The 1976 Hitachi professional portable VTR for type C has the double bar pause symbol. The Ampex and Sony of the same year don’t. The Sony had a hybrid bar and triangle that denoted access to the various jog functions. Maybe it was inspired by the double bar.

But oddly, in 1976 Ampex released an audio tape machine - the ATR-700 - and it used a different symbol for pause. A blue dot with a horizontal white line with a v shaped dip in the middle. Quite a nice pause symbol as well, but not the double bar. So one wonders what Ampex were doing here. If they invented the double bar symbol it is odd they didn’t use it here.

All the later VTR formats used helical scan as well, and they could pause as well. Which gets us to Beta and VHS etc.

Audio tapes machines are different. Machines would load the tape and turn on the electronics when paused, but usually hold the pinch roller away from the capstan so that the tape did not move. Releasing pause and the pinch roller pinched the tape and the tape rolled. Reel to reel recorders had pause even in the early 60’s. I found Sony cassette recorders with pause back in 1971. However none use the pause symbol. Even in 1976, new Sony cassette machine designs did not use the symbol. But in 1977 new Sony machine designs start to use the double bar symbol.
One wonders if might be a coincidence with the introduction of the 1" VTR format.

The gap 1976 to 1977 seems crucial. But it was Hitachi that seemed to beat Ampex and Sony with their Type C VTR. Someone in this gap thought up the symbol. But there is not much to support it being Ampex.

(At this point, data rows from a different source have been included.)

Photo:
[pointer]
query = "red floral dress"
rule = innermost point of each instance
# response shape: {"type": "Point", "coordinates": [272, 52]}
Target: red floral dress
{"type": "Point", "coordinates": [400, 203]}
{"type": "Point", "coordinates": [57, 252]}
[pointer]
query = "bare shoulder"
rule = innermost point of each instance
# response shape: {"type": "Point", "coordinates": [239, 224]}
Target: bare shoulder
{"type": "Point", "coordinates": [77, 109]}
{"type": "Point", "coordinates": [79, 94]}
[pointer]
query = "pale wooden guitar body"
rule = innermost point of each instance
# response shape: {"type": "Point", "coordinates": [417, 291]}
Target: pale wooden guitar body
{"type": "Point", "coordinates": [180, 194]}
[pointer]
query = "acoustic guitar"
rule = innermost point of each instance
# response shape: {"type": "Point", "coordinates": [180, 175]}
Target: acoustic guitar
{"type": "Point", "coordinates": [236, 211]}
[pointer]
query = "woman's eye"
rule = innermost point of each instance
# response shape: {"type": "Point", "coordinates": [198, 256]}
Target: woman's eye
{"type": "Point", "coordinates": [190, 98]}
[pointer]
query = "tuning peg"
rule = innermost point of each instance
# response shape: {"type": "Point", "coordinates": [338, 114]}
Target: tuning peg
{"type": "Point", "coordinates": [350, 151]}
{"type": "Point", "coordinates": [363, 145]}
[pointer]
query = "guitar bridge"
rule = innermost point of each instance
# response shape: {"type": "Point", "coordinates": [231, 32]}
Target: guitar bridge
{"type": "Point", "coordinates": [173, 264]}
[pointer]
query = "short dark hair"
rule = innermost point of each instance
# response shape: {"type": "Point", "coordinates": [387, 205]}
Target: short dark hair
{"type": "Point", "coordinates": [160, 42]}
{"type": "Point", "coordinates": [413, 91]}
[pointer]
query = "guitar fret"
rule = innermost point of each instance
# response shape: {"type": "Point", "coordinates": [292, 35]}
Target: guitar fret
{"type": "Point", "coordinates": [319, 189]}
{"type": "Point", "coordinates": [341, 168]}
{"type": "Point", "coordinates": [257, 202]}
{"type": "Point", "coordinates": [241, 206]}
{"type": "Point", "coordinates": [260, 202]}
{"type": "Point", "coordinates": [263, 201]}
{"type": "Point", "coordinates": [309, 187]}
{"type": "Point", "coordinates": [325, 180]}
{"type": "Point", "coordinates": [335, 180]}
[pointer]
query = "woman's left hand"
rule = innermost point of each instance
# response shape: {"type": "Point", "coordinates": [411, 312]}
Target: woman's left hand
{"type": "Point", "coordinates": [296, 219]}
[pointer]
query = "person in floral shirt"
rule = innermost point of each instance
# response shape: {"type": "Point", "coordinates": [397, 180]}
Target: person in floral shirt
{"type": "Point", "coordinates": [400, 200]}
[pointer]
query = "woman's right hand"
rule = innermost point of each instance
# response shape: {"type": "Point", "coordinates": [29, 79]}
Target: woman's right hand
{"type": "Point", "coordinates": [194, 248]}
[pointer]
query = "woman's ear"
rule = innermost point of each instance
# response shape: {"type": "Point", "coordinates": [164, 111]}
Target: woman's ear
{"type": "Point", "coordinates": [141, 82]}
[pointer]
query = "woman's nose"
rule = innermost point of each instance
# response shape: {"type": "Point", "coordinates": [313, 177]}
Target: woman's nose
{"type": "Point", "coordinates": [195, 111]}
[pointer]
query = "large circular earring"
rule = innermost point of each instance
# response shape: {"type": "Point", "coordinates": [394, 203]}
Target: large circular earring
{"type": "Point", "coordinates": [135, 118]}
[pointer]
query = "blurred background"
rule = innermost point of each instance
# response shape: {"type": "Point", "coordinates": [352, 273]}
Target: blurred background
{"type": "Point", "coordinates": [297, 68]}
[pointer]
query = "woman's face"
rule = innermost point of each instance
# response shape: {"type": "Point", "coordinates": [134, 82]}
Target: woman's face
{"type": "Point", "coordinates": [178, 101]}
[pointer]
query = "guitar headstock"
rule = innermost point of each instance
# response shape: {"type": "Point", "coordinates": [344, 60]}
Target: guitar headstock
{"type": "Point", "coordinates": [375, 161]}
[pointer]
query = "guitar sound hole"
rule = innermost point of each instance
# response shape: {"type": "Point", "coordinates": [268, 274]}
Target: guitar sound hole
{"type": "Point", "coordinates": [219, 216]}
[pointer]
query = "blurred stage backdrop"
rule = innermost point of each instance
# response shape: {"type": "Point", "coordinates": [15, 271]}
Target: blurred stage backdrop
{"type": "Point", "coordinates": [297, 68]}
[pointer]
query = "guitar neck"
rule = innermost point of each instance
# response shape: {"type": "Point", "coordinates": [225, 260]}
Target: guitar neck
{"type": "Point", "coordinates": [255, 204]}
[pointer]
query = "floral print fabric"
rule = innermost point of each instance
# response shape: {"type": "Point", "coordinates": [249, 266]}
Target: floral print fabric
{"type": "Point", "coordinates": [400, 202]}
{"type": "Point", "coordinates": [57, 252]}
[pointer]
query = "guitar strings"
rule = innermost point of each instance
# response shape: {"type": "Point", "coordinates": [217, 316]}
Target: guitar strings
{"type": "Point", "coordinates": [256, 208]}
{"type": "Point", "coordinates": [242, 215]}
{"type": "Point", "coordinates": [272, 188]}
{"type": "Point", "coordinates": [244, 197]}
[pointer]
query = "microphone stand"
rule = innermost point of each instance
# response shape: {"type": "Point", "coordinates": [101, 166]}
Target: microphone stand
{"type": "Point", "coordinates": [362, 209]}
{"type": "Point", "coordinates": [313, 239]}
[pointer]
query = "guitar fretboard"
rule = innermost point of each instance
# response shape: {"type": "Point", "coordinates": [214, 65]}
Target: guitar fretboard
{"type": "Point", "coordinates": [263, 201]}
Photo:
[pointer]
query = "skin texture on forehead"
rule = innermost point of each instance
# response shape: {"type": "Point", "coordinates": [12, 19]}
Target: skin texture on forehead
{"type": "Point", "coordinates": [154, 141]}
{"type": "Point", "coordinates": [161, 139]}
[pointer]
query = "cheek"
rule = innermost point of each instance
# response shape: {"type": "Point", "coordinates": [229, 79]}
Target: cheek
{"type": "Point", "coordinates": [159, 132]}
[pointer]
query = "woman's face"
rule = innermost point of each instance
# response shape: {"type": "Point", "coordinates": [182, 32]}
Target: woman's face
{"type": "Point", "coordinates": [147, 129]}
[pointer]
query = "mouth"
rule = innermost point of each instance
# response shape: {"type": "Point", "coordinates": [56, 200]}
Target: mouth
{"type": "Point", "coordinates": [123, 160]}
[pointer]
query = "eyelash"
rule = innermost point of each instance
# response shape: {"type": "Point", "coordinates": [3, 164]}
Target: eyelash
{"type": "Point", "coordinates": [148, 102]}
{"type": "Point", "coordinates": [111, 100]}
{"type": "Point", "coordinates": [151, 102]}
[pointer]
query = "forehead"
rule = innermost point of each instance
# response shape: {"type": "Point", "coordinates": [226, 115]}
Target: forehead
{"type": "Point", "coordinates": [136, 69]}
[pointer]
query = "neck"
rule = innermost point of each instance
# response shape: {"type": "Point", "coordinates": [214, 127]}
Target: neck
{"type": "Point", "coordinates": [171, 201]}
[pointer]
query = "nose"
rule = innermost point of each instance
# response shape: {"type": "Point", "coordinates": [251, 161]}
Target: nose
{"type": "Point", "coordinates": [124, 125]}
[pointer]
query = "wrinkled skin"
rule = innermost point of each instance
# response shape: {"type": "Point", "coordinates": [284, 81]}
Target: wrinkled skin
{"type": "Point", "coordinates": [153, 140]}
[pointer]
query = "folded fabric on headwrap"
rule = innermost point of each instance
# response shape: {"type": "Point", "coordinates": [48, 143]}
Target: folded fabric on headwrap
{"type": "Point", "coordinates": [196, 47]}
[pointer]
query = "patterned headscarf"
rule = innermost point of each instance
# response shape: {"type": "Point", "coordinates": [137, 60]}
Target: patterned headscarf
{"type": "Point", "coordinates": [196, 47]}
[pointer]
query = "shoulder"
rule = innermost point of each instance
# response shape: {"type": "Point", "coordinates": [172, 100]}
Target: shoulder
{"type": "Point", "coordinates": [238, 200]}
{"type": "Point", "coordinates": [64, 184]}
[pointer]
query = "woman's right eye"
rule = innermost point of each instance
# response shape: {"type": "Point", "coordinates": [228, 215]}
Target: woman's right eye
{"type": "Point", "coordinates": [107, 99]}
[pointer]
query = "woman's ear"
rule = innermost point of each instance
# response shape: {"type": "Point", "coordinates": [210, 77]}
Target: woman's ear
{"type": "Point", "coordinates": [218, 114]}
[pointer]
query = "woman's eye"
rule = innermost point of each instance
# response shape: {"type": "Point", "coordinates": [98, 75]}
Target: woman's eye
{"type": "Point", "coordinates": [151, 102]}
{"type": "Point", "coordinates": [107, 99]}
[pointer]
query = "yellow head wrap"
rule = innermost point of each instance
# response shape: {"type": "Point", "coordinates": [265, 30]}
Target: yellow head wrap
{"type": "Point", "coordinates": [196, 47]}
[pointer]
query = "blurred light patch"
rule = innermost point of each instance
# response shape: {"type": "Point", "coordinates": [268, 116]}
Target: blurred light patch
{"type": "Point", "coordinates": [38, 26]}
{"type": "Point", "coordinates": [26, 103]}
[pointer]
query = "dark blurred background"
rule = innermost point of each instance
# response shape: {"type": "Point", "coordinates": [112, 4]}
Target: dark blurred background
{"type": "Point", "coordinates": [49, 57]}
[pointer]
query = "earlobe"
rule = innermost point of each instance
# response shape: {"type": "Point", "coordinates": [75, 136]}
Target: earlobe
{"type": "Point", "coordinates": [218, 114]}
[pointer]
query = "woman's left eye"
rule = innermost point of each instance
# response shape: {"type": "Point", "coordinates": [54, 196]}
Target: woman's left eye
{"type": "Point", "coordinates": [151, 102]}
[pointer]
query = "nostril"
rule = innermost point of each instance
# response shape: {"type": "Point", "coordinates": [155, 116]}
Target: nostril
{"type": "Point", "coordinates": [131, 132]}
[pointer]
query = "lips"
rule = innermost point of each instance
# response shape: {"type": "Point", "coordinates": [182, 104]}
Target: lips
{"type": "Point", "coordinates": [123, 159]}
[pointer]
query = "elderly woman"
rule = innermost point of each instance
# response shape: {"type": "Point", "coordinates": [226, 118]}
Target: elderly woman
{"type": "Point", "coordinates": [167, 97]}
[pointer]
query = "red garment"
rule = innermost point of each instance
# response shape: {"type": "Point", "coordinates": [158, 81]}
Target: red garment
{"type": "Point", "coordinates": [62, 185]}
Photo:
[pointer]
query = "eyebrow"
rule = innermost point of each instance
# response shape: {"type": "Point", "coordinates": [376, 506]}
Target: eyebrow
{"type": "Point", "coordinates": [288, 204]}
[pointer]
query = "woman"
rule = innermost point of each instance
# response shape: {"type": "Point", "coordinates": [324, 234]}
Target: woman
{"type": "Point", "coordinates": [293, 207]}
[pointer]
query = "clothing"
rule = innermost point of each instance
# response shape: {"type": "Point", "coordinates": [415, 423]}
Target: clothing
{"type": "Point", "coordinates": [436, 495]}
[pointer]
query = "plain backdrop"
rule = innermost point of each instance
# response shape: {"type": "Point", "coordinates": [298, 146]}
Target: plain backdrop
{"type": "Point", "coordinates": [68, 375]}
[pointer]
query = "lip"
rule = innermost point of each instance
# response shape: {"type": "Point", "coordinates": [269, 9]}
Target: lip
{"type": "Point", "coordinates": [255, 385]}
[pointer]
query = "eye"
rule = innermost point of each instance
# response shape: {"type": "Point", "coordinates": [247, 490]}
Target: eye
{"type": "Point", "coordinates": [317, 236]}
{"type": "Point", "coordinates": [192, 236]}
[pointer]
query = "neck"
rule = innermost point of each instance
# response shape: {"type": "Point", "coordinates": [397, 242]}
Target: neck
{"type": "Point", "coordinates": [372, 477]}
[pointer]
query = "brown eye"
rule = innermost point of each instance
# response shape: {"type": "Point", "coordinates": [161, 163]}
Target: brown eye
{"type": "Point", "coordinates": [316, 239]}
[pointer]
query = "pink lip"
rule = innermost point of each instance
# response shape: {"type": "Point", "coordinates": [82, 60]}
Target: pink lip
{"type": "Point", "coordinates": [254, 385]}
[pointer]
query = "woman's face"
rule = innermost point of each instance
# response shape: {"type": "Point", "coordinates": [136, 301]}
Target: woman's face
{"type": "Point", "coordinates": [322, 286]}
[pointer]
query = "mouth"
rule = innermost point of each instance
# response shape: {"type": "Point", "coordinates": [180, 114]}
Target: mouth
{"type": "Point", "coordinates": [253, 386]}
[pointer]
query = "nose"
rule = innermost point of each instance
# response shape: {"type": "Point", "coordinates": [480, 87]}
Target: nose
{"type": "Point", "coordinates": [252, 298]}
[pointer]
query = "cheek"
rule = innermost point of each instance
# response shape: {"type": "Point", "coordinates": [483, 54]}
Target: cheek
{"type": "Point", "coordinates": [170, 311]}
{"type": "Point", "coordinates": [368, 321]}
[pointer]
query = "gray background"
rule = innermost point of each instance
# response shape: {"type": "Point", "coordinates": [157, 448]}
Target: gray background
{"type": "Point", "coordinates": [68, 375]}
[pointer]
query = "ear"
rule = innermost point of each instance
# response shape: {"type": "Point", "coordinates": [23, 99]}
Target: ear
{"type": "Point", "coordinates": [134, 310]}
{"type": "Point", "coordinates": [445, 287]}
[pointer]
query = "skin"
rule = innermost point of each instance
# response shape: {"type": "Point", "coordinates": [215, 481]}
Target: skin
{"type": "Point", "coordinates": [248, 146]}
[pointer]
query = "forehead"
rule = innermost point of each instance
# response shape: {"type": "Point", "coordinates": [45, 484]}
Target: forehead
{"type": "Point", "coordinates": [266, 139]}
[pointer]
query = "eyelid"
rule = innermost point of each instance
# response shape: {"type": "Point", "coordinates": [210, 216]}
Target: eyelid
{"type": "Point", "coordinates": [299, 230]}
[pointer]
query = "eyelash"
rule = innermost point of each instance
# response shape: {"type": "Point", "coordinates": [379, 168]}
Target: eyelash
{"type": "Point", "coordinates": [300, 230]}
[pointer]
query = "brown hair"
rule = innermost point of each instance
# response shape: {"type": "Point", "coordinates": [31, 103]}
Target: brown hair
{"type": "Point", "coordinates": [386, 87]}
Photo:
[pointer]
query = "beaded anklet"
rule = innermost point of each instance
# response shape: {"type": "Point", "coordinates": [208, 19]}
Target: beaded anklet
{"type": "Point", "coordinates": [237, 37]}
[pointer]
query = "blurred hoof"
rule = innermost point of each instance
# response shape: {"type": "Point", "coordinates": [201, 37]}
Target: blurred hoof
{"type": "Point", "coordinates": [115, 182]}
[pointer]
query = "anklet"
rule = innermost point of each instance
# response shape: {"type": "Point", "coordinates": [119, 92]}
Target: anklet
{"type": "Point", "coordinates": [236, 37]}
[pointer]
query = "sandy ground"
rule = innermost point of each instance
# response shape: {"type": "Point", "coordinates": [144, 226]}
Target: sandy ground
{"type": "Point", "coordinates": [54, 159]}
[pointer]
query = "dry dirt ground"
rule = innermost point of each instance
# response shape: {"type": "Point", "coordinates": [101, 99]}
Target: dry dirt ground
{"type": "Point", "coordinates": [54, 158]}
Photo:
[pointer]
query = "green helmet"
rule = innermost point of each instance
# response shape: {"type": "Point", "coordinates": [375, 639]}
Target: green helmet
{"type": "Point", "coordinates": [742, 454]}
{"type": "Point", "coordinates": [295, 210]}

tysm for the technical insight! I’ve been looking into the reel to reel/cassette side of things mostly. I’ve been trying to find out who filed the first patent for a pause function on a magnetic tape recorder, thinking that might correlate to the first use of the symbol. But it gets a little tricky cause lots of companies filed their own patents, and the function was called a “quick stop” at first, not pause. The earliest patent I’ve found was by Telefunken in 1956, but I have yet to see a telefunken device from the 50’s or 60’s with a double bar pause.

The earliest instance i’ve seen of the double-bar pause is in on a JVC 660U which hit the market in 1970. But I feel like there must be an earlier instance than this somewhere because… 10 whole years after the pause function was invented, we finally get the pause symbol? Really?
It became a lot more popular by the late 70’s/early 80s, but did not become official industry standard until 2004 (if i remember correctly, it mightve been 99). The other media control symbols were standardized long before that, I’ve seen them in an ISO publication from 1973, but pause wasn’t there. what all that means is that you could basically use whatever you wanted for your pause symbol. Sony and Philips used a down arrow/triangle pretty often. other companies just wrote “pause” or made something up. This is my favorite example of non-standard symbols on a recorder. Just look at those buttons lol.

But yeah fun fact! that weird circular pause symbol you mentioned actually became ISO standard before the double bar pause. it’s not very popular today though.

I know I’m more than thirteen years late here, but since we’re reviving this thread and this bit hasn’t been addressed, I might as well chip in. I’ve always assumed that the red dot for recording was inspired by the red warning light that has, for a long time, been used in live broadcasting (both radio and TV) to indicate that a camera or microphone was on air. I have no cites to back this up, I’ve simply assumed it because I, personally, found it obvious.